Louis Armstrong and His Orchestra
Recorded November 6, 1931
Track Time 3:39
Written by George and Ira Gershwin
Recorded in Chicago
Louis Armstrong, trumpet, vocal; Zilner Randolph, trumpet; Preston Jackson, trombone; Lester Boone, alto saxophone; George James, alto saxophone, clarinet, tenor saxophone; Albert Washington, tenor saxophone; Charlie Alexander, piano; Mike McKendrick, guitar; John Lindsay, bass; Tubby Hall, drums
Originally released on OKeh 41534
Currently available on CD: The Big Band Recordings, a two-volume set on the JSP label that collects Armstrong’s OKeh big band material from1930 to 1932
Available on Itunes? Yes
When Girl Crazy opened up on Broadway on October 14, 1930, you have to wonder if composer George Gershwin knew he had come up with a chord sequence that would serve as the basis for countless jazz improvisations over the next 78 years (and counting). The song introduced that evening by Ethel Merman was, of course, “I Got Rhythm,” one of America’s best-known standards. Going into the history of the song would take a couple of months, but I should say a few things about the song’s pre-Armstrong history. “I Got Rhythm” is one of those songs that people from all walks of life, from jazz nuts to jazz haters, seem to know. And by know, I’m not just talking about having just heard of the song. No, it’s become one of those songs that people can sing the entire melody and might even know all of Ira Gershwin’s lyrics, if they were born 50 years after the song premiered in Girl Crazy.

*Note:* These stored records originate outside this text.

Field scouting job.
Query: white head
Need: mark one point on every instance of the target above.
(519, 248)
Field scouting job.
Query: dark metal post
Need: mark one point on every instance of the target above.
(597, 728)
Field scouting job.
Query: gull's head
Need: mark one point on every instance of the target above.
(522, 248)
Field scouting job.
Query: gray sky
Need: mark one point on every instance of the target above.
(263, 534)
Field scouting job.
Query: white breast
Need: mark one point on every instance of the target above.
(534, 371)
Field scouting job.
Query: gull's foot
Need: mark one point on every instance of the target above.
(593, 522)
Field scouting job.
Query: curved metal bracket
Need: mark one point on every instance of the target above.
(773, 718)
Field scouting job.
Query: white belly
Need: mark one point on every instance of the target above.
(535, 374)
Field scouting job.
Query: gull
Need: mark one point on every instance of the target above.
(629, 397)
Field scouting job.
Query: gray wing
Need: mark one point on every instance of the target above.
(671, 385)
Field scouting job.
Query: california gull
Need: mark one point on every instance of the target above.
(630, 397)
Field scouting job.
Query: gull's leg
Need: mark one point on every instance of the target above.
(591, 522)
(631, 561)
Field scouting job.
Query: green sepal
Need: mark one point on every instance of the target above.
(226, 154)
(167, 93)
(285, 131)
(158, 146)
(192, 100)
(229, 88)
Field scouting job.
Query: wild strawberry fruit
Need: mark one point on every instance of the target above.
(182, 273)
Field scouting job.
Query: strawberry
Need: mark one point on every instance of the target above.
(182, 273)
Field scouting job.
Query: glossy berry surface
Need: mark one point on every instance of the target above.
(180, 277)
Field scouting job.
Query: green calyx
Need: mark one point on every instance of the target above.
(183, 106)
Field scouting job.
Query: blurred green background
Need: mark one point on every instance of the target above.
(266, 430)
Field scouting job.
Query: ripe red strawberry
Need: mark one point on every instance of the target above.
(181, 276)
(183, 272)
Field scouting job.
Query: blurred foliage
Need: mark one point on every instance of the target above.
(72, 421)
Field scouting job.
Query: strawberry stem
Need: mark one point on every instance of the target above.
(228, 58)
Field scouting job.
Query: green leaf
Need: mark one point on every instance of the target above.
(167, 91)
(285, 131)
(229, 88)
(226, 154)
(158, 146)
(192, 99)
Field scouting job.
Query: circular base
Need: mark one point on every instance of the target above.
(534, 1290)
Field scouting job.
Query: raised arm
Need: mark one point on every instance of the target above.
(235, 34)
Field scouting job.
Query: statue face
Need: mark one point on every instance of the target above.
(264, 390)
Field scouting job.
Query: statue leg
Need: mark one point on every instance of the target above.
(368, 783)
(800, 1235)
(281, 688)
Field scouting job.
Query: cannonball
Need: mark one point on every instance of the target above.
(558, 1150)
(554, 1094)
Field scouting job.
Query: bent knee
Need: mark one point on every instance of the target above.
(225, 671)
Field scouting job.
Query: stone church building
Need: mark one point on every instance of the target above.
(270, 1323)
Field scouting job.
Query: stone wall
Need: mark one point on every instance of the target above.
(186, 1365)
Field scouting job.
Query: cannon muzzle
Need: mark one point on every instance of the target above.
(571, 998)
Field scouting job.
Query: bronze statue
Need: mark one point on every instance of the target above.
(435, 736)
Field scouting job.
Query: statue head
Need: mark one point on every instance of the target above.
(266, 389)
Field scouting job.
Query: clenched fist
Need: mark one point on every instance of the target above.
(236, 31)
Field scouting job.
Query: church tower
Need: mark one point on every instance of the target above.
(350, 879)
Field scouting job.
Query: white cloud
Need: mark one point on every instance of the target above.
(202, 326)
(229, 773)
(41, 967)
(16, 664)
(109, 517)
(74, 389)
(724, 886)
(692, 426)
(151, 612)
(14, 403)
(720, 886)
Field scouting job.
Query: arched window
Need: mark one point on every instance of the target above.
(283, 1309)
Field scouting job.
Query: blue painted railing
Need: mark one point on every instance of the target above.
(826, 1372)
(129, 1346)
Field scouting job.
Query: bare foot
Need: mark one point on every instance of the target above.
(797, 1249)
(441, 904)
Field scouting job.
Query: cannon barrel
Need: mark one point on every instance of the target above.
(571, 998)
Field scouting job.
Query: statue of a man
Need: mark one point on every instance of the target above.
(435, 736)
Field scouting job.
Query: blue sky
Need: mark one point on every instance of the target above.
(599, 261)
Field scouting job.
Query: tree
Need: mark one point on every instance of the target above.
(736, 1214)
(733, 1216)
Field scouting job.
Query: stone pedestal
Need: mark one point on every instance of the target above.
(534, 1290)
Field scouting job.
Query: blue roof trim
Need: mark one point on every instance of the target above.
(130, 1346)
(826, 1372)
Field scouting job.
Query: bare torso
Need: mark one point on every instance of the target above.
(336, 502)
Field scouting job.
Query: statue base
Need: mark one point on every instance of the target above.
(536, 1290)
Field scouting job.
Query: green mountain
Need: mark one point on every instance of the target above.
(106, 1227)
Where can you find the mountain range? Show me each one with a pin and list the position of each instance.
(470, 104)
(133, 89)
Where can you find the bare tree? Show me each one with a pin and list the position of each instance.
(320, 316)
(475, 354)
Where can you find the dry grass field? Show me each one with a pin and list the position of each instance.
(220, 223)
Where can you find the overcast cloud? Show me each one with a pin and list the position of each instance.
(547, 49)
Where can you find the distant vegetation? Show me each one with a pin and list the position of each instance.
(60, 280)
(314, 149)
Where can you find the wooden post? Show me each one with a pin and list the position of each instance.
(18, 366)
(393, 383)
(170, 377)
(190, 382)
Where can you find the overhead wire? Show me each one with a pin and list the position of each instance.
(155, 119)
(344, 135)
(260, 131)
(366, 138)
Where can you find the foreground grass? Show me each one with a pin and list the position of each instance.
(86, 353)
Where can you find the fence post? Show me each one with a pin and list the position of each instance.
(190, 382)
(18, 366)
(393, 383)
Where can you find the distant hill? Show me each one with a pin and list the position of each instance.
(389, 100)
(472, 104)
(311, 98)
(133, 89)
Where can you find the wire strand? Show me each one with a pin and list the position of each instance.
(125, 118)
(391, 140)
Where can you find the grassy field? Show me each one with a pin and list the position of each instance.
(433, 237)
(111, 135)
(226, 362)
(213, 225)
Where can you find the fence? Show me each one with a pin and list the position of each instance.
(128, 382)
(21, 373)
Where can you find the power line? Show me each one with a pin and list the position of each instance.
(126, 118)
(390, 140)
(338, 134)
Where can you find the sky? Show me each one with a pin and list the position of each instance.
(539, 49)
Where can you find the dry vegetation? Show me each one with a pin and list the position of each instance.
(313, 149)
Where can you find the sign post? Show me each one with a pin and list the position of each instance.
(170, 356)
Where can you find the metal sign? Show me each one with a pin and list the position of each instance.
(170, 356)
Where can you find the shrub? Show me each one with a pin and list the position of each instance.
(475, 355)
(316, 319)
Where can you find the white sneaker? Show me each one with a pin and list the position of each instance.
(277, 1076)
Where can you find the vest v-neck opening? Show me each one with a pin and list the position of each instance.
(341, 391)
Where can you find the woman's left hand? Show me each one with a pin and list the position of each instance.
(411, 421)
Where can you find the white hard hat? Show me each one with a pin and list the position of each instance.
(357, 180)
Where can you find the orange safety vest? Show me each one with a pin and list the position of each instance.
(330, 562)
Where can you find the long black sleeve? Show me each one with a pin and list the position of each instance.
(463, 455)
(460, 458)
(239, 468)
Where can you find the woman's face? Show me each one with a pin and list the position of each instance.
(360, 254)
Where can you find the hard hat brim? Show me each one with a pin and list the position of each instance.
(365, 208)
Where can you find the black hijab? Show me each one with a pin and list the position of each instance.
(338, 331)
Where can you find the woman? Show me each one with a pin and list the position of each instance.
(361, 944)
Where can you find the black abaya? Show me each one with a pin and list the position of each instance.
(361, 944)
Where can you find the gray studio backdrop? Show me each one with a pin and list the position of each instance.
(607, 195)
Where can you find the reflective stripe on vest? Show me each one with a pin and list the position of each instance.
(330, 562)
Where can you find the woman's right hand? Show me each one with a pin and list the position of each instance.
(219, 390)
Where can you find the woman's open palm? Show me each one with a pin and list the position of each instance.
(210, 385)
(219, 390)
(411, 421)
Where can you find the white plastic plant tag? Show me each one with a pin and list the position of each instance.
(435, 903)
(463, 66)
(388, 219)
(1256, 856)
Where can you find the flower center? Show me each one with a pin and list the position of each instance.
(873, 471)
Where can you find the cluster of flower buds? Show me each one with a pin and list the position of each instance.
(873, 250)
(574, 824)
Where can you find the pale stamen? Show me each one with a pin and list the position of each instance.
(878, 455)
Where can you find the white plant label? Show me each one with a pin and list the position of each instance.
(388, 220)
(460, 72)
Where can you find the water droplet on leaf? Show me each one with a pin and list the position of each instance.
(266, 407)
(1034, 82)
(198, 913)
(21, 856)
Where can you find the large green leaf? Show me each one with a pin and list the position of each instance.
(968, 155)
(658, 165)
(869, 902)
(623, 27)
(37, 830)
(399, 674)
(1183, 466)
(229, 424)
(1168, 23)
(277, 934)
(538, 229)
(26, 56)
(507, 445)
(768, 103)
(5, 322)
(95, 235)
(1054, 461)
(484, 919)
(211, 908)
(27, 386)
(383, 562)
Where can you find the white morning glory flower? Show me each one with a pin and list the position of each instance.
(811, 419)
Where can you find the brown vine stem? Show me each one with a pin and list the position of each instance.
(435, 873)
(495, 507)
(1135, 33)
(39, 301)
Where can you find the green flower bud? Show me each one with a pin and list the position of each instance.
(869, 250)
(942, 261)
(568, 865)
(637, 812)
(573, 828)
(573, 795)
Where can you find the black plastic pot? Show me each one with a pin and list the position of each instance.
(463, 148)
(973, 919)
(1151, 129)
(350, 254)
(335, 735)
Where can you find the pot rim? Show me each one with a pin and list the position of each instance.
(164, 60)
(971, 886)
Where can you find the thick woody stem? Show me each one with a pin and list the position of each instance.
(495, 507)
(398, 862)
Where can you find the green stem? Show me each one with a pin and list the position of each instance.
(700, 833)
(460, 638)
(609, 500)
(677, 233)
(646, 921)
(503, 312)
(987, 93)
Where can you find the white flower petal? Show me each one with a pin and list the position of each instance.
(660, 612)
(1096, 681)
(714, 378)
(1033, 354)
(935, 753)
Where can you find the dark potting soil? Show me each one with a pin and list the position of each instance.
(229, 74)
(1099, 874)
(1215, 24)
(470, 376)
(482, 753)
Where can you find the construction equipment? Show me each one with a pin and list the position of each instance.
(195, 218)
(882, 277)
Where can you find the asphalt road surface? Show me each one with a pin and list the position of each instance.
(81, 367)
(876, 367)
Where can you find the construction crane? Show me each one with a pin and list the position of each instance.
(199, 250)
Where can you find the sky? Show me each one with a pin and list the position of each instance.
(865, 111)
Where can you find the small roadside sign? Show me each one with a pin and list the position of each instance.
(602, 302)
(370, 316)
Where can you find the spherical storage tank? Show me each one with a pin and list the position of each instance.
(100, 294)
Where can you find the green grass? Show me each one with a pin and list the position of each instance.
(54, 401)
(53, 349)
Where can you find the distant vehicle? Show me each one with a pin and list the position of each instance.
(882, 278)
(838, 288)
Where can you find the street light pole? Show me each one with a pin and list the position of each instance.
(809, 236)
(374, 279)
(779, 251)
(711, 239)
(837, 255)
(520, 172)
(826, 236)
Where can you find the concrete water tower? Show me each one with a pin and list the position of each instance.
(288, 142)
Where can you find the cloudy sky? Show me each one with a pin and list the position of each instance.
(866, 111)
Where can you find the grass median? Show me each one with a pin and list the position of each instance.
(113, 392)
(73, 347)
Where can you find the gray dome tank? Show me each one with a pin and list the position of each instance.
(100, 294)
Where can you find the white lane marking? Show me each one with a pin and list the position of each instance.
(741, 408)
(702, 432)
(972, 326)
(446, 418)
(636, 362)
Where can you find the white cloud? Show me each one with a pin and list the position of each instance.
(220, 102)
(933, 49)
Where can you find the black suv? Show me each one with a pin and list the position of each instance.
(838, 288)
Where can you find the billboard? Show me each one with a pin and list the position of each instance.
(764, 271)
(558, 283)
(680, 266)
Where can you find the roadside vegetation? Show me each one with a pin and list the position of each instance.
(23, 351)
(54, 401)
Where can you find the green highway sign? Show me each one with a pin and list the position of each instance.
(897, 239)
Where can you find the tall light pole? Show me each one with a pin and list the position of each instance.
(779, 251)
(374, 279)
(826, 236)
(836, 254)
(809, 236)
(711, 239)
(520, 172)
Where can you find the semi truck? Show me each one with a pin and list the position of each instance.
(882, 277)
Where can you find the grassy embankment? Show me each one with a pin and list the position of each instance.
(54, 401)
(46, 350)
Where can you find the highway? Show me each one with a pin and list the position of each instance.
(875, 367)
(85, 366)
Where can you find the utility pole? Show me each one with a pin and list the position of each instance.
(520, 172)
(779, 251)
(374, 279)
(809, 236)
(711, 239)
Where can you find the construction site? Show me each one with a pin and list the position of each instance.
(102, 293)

This, to me, can all be traced back to those early performances on the Broadway stage. Think about it: there’s Ethel Merman belting out the tune, becoming a star and paving the way for future performances of the song in Hollywood musicals, on cruise ships and even on American Idol. The song became a staple for Merman, as this much later YouTube clip shows (“Rhythm” starts two minutes in):
But backing her up in Girl Crazy was a small jazz combo led by trumpeter Red Nichols, featuring the likes of Benny Goodman, Glenn Miller, the Dorsey Brothers and Gene Krupa, a combo that would often put on jam sessions during intermissions. Thus, immediately, the “normal” pop music world and the swinging jazz world found common ground and “I Got Rhythm” became a song that would not die, a good thing, given the number of legendary solos that have been taken over its chord changes (and a band thing if you’ve ever heard it on a cruise ship, such as the moment that almost ruined my honeymoon).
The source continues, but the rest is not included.